Lee Audrey, Baker Turner S, Bederson Joshua B, Rapoport Benjamin I
Department of Neurosurgery, Icahn School of Medicine at Mount Sinai, New York, New York, USA.
Sinai BioDesign, Icahn School of Medicine at Mount Sinai, New York, New York, USA.
NPJ Digit Med. 2024 Apr 26;7(1):103. doi: 10.1038/s41746-024-01102-y.
The integration of robotics in surgery has increased over the past decade, and advances in the autonomous capabilities of surgical robots have paralleled that of assistive and industrial robots. However, classification and regulatory frameworks have not kept pace with the increasing autonomy of surgical robots. There is a need to modernize our classification to understand technological trends and prepare to regulate and streamline surgical practice around these robotic systems. We present a systematic review of all surgical robots cleared by the United States Food and Drug Administration (FDA) from 2015 to 2023, utilizing a classification system that we call Levels of Autonomy in Surgical Robotics (LASR) to categorize each robot's decision-making and action-taking abilities from Level 1 (Robot Assistance) to Level 5 (Full Autonomy). We searched the 510(k), De Novo, and AccessGUDID databases in December 2023 and included all medical devices fitting our definition of a surgical robot. 37,981 records were screened to identify 49 surgical robots. Most surgical robots were at Level 1 (86%) and some reached Level 3 (Conditional Autonomy) (6%). 2 surgical robots were recognized by the FDA to have machine learning-enabled capabilities, while more were reported to have these capabilities in their marketing materials. Most surgical robots were introduced via the 510(k) pathway, but a growing number via the De Novo pathway. This review highlights trends toward greater autonomy in surgical robotics. Implementing regulatory frameworks that acknowledge varying levels of autonomy in surgical robots may help ensure their safe and effective integration into surgical practice.

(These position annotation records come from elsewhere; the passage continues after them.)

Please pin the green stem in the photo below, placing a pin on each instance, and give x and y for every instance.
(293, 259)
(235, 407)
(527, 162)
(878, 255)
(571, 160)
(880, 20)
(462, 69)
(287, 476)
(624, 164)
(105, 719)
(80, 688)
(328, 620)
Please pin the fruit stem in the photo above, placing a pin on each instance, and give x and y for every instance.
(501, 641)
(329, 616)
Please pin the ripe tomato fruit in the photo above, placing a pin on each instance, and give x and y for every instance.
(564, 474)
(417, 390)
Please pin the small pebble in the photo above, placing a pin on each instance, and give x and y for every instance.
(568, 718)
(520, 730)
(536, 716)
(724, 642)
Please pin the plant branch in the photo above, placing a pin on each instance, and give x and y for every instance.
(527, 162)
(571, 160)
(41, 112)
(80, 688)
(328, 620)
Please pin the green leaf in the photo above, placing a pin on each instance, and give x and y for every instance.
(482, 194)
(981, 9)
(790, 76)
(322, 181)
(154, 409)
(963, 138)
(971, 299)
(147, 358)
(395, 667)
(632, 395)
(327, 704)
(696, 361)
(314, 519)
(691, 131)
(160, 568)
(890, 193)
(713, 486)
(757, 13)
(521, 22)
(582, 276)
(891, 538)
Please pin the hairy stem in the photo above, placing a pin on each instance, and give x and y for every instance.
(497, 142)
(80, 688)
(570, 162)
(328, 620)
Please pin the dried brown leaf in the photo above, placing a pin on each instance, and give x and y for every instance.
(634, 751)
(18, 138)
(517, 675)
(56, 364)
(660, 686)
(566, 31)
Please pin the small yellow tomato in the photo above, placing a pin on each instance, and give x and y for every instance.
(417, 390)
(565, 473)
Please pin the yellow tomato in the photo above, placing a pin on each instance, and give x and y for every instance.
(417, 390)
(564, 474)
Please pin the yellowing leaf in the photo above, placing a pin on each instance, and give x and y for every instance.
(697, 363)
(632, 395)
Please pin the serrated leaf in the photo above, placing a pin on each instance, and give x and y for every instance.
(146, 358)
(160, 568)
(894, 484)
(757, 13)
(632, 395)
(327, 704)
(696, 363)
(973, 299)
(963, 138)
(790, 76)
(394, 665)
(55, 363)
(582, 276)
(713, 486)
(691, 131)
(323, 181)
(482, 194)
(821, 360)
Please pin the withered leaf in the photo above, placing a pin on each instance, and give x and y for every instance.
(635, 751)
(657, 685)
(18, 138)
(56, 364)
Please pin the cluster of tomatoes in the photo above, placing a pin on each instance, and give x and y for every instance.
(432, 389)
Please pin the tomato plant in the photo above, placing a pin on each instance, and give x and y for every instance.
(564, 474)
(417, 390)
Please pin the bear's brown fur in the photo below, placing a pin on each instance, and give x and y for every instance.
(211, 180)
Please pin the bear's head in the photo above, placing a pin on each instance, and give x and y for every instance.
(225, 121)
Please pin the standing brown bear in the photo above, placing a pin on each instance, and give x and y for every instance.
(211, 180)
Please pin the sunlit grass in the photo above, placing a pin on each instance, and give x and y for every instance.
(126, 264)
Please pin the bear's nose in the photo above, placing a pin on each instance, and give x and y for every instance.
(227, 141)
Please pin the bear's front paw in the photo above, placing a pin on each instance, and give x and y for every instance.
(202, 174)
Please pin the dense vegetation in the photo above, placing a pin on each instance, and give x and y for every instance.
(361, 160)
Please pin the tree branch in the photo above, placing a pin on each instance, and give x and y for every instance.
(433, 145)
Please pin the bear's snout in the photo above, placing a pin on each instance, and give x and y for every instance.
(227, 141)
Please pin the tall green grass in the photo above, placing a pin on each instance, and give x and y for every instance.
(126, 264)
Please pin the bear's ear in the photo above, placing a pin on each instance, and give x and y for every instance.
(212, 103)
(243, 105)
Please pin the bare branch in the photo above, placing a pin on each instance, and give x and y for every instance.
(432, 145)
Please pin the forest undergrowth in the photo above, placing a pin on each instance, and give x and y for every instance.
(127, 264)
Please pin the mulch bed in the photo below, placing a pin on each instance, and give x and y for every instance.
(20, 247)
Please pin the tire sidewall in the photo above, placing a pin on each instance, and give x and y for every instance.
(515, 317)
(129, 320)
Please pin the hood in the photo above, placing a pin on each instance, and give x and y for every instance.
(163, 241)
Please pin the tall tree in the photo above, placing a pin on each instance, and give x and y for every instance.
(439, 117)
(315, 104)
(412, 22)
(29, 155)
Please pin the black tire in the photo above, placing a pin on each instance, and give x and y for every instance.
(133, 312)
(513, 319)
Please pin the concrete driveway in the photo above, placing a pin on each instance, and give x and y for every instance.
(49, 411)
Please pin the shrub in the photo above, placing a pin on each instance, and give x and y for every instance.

在过去十年中,机器人技术在手术中的应用日益广泛,手术机器人自主能力的进步与辅助机器人和工业机器人齐头并进。然而,分类和监管框架并未跟上手术机器人自主性不断提高的步伐。有必要对我们的分类进行现代化,以了解技术趋势,并准备围绕这些机器人系统规范和简化手术操作。我们对2015年至2023年期间美国食品药品监督管理局(FDA)批准的所有手术机器人进行了系统综述,使用一种我们称为手术机器人自主性水平(LASR)的分类系统,将每个机器人的决策和行动能力从1级(机器人辅助)到5级(完全自主)进行分类。我们于2023年12月搜索了510(k)、De Novo和AccessGUDID数据库,并纳入了所有符合我们对手术机器人定义的医疗设备。共筛选了37981条记录,以确定49台手术机器人。大多数手术机器人处于1级(86%),一些达到了3级(有条件自主)(6%)。有2台手术机器人被FDA认可具有机器学习能力,而更多的在其营销材料中声称具有这些能力。大多数手术机器人是通过510(k)途径引入的,但通过De Novo途径引入的数量在不断增加。本综述突出了手术机器人向更高自主性发展的趋势。实施承认手术机器人不同自主水平的监管框架可能有助于确保它们安全有效地融入手术实践。